A letter to my bras before I destroy them

Audrey Koster

Dear Bra(s),

Which one of you am I addressing? Frankly it’s hard to say.

Audrey Koster

The whole lingering slew of you Training Bras? Just throw yourselves away already. You haunt from an awkward past, the “training stage” of a pre-teen’s life. By the way, training for what? Certainly not the marathon of sexual encounters I wasn’t having at a whopping 14 years old. Training my breasts to develop into a perfect commercialized shape? More likely. Training me to tolerate a lifetime of comfortless restriction? Seems right.

Lacey Lu, you’re sexy and black, but also itchy and bitchy. You unflatter me with your too-tight torturous clips which gnaw at my chubby ribs.

But you, Mom Bra, you are the worst. At the opposite end of the feminine spectrum, you don’t even attempt to flatter cleavage. Strictly utilitarian, slightly discolored to a sweat-tinted off-white, and duct taped underwire to maintain impossible structural integrity–just sad. Grow a bow, will you?

Did I once think that your $40 superfluous selves were a modern woman’s necessity? Yes. The second drawer down in my wardrobe contains the evidence.
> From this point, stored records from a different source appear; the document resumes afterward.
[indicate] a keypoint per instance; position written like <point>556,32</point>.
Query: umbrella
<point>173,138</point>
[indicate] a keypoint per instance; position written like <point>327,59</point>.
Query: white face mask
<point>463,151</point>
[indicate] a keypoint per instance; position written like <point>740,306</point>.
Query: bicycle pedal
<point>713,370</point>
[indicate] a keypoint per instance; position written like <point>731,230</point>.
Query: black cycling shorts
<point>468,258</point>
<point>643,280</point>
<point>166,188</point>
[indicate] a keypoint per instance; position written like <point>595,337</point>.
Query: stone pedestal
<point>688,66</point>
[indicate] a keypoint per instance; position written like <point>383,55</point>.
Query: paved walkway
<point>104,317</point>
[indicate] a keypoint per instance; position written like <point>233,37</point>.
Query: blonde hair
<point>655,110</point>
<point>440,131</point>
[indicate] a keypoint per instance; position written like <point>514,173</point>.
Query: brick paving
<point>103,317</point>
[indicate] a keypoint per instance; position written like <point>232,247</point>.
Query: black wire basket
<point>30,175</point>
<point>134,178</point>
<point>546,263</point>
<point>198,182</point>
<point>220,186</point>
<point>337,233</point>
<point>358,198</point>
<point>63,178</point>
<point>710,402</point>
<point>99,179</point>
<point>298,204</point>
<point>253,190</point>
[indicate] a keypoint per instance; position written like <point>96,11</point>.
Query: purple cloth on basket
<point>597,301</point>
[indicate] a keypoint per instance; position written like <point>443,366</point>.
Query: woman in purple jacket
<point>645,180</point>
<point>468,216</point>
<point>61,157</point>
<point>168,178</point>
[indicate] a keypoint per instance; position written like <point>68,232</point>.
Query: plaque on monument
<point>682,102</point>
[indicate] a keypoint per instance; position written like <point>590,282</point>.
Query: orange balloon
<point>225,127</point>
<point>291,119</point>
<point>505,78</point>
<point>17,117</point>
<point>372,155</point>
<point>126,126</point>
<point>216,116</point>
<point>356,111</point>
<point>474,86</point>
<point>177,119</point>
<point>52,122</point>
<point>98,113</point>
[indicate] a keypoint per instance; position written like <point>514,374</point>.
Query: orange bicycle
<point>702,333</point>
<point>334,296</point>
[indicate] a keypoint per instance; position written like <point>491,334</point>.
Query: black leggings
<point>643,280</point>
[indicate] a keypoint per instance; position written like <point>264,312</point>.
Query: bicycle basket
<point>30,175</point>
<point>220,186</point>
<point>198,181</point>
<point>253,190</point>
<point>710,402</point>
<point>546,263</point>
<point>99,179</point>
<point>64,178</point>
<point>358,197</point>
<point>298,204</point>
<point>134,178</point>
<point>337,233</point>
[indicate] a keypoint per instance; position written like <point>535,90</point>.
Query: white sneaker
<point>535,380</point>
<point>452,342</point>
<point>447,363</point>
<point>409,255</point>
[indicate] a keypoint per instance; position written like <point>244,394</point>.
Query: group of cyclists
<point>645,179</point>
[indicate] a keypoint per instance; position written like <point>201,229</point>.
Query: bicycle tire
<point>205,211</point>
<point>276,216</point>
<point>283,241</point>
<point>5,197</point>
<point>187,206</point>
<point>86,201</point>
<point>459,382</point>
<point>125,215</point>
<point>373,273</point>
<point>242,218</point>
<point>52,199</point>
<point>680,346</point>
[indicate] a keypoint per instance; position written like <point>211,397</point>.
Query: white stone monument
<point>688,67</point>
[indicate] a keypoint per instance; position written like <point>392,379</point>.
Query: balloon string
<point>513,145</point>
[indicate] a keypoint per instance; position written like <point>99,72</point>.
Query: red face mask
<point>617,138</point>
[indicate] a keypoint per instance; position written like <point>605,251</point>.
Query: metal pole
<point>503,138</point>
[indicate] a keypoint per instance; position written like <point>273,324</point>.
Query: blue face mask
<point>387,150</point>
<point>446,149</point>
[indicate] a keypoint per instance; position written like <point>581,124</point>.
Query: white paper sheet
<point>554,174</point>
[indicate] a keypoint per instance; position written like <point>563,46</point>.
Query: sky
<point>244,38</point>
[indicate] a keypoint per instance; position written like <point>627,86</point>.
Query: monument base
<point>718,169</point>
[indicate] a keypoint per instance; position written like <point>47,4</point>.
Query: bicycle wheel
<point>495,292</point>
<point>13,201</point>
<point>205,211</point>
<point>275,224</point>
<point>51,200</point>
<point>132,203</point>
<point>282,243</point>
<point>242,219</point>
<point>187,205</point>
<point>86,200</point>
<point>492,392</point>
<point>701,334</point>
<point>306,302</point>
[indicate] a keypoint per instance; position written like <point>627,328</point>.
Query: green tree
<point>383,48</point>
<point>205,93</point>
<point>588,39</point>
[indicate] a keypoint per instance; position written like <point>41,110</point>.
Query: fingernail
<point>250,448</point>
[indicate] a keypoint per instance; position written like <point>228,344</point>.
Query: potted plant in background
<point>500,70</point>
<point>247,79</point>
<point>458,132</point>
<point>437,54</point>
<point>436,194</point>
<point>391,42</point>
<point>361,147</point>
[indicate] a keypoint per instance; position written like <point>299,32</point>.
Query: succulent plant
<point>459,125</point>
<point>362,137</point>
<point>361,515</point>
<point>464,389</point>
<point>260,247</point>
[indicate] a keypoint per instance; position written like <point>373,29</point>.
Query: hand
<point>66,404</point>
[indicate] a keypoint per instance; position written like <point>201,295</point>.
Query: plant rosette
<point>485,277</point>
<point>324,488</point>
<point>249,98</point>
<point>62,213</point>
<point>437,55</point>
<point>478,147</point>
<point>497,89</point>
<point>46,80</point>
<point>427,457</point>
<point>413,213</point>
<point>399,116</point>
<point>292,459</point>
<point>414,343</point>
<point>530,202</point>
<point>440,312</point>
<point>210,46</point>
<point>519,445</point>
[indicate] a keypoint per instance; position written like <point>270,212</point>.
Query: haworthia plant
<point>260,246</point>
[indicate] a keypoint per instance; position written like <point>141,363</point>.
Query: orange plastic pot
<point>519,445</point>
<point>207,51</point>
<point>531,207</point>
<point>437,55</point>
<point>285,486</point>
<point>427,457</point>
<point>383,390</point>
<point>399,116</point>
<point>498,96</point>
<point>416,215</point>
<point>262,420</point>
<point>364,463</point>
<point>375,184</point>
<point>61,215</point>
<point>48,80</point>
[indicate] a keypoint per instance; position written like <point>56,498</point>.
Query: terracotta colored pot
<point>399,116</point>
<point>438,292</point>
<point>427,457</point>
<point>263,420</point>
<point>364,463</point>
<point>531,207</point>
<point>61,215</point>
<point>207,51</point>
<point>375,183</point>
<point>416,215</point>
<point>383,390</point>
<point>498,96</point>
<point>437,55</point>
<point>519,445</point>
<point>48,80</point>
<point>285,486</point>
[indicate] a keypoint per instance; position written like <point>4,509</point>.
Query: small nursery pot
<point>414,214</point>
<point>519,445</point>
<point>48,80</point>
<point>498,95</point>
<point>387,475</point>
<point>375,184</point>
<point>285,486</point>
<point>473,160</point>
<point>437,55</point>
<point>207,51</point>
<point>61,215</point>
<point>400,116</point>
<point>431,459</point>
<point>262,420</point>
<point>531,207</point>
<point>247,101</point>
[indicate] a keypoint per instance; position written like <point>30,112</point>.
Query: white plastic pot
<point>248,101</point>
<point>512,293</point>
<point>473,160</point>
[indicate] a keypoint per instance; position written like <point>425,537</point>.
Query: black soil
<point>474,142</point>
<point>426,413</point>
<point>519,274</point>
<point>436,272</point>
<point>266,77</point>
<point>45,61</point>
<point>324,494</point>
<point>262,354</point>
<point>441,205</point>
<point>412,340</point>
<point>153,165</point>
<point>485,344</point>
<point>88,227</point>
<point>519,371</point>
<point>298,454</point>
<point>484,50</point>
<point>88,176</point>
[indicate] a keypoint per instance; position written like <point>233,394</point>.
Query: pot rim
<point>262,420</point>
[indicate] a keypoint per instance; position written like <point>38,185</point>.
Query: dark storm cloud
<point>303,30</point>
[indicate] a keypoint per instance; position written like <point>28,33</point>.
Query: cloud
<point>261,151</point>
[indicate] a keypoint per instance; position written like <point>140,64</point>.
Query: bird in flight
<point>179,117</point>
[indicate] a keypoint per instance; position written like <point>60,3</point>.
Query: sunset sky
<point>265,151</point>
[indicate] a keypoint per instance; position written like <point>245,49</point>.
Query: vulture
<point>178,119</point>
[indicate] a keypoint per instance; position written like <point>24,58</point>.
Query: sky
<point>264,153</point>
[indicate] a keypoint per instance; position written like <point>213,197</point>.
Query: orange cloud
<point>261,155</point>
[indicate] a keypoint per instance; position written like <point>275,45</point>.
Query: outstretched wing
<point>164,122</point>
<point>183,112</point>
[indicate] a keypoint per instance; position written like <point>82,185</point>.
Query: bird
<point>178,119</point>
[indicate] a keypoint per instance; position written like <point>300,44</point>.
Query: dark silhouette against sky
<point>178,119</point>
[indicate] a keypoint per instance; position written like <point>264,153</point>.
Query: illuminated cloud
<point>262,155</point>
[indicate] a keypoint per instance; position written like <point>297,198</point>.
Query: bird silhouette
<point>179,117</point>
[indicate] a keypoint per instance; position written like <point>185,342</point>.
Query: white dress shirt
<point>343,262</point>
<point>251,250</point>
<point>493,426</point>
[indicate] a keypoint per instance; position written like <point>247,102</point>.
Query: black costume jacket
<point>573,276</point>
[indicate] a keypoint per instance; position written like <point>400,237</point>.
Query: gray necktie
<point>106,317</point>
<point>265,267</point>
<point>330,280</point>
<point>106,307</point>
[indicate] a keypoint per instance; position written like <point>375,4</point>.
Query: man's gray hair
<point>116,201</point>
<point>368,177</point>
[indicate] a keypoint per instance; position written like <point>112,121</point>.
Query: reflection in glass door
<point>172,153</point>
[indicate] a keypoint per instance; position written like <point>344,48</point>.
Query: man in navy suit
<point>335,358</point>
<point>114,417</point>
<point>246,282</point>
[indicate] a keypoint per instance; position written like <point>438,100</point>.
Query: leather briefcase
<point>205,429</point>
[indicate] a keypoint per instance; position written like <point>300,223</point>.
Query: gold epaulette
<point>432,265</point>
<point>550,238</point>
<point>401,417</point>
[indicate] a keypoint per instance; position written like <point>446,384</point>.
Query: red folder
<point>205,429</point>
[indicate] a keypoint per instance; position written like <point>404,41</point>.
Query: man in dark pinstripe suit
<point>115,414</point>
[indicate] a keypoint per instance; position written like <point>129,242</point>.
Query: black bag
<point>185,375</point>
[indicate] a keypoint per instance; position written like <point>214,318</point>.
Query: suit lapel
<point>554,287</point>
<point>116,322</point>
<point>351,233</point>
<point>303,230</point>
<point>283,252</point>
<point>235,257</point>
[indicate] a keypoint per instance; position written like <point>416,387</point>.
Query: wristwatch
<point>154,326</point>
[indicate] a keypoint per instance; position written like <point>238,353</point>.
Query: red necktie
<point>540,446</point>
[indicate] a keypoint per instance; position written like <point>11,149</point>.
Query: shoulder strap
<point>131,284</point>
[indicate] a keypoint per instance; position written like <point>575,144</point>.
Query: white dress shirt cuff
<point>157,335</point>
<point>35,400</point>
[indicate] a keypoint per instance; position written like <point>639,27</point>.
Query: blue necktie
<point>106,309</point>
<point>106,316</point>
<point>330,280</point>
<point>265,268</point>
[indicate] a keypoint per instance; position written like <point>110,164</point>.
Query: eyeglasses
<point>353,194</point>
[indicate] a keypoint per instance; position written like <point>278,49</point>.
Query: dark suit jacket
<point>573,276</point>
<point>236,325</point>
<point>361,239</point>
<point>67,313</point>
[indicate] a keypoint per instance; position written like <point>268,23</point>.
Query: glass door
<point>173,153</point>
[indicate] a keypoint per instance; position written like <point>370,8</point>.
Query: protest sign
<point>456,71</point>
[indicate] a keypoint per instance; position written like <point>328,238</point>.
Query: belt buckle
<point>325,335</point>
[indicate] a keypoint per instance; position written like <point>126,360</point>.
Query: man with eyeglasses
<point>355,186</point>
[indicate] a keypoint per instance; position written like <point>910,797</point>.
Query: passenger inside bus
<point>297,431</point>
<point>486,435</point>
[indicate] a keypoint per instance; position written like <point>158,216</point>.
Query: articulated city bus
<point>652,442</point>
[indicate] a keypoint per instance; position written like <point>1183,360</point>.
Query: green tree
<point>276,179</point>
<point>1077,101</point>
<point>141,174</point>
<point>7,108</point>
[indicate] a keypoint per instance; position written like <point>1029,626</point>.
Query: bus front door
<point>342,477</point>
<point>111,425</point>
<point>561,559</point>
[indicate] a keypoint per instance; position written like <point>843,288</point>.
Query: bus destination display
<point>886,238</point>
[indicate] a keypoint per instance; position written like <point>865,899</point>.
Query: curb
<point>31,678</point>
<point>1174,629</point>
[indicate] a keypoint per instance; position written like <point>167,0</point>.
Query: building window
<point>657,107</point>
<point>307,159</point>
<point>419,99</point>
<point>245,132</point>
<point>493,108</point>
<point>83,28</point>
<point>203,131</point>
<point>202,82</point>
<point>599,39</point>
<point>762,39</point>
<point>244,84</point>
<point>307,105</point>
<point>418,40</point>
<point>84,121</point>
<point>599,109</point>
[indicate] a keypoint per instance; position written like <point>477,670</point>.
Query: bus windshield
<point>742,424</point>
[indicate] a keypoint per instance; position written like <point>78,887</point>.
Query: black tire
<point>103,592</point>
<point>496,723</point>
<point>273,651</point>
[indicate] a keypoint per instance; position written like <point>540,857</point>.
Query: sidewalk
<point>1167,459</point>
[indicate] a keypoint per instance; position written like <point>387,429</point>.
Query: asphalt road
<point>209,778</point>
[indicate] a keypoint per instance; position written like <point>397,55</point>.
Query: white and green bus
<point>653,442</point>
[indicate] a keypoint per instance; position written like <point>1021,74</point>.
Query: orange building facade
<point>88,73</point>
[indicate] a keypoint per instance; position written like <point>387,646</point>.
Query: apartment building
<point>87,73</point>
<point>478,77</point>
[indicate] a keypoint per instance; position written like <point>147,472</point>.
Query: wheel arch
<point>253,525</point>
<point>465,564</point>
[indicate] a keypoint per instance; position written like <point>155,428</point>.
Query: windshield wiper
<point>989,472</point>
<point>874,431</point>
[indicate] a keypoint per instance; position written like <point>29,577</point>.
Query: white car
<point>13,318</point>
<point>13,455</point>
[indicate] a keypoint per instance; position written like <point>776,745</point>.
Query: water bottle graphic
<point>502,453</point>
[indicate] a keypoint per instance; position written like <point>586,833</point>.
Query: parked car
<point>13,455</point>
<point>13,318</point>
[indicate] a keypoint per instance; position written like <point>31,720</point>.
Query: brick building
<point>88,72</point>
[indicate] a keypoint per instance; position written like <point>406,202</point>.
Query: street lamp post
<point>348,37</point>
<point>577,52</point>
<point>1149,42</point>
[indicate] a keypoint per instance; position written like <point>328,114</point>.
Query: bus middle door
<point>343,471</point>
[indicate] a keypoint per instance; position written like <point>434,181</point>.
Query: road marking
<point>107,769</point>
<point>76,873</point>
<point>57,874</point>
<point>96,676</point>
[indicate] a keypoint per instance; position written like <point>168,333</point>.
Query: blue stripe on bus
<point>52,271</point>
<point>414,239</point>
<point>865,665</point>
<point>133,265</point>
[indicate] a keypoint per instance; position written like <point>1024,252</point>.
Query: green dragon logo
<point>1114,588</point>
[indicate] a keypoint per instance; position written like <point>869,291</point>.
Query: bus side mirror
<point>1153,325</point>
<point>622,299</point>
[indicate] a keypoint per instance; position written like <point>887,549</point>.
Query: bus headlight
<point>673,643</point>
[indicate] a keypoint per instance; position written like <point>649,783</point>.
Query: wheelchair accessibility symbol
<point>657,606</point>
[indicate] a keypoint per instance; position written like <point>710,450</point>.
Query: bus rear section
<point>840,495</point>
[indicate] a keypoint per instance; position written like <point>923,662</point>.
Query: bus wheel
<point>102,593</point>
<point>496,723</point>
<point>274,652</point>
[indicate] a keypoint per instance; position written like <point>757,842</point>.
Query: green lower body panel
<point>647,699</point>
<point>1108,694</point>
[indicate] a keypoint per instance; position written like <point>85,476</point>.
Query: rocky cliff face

So I have to excuse myself when occasionally rising to the social expectation, which generally is followed by stripping the thing from under my shirt and shoving it in the nearest hiding place.

You actually confound men, who subconsciously—if not consciously—appreciate your general purpose, even when they are crippled by your kung fu grip at the most inopportune times.

Maybe someday I’ll stumble upon a clothing item that necessitates you, like a wife beater, or another bra that’s too big which requires a second bra underneath. That could be applicable to next year’s Halloween costume. Yes, Halloween may be the next time I even take you out of my drawer to make my Workout Barbie costume more authentic.

Since freshman year when I nixed the daily ceremonious strapping of my breasts, quit buying new makeup, wrapped a small braided piece of my hair with colored embroidery floss and tarnished my lower lip with a tattoo simply stating “BURGER” in Helvetica font, my mother has urged me to stop “acting out” and to “just get over this phase already.”

But I’ve realized that not all (real) boobies are perfectly round, frontal orbs. Hello—100 percent of the world has nipples. Not to mention that other percentage that has three nipples, including Marky Mark, man-babe extraordinaire. And I don’t think he even owned a shirt during the 90s.

To clarify, I’m not a bra burner, at least in the old feminist sense. I’ve never been concerned with function-over-fashion. I just don’t know that this should be every woman’s bleak respective future, engrained practically since birth.

What do I have to cover, to contain, or even to reveal?

A 15-year-long study in France found that no woman actually benefits from wearing bras. Quite the contrary. Women who functioned on a daily basis without had increased circulation and stronger upper body muscles which directly correlated to perky breasts.

Conducted on ladies between the ages of 18 and 35, the group feeling the full effect of gravity even admitted to running being a comfortable activity.

It stated that if you’ve been wearing a bra for “too long” – which was of ambiguous length or age – it might be too late to save twins. I assume this meant that they may droop a bit lower than before. But it doesn’t necessarily mean it’s too late to claim the comfort, posture or breathability of being braless. Nobody is at a loss for a good full breath of air.

Obviously nothing has given me a legitimate reason in the past years to wear one consistently. Not even my mother can convince me, who is very persuasive, which I’m convinced is due to the fact that we share 23 chromosomes.

And up until recently, the same bra.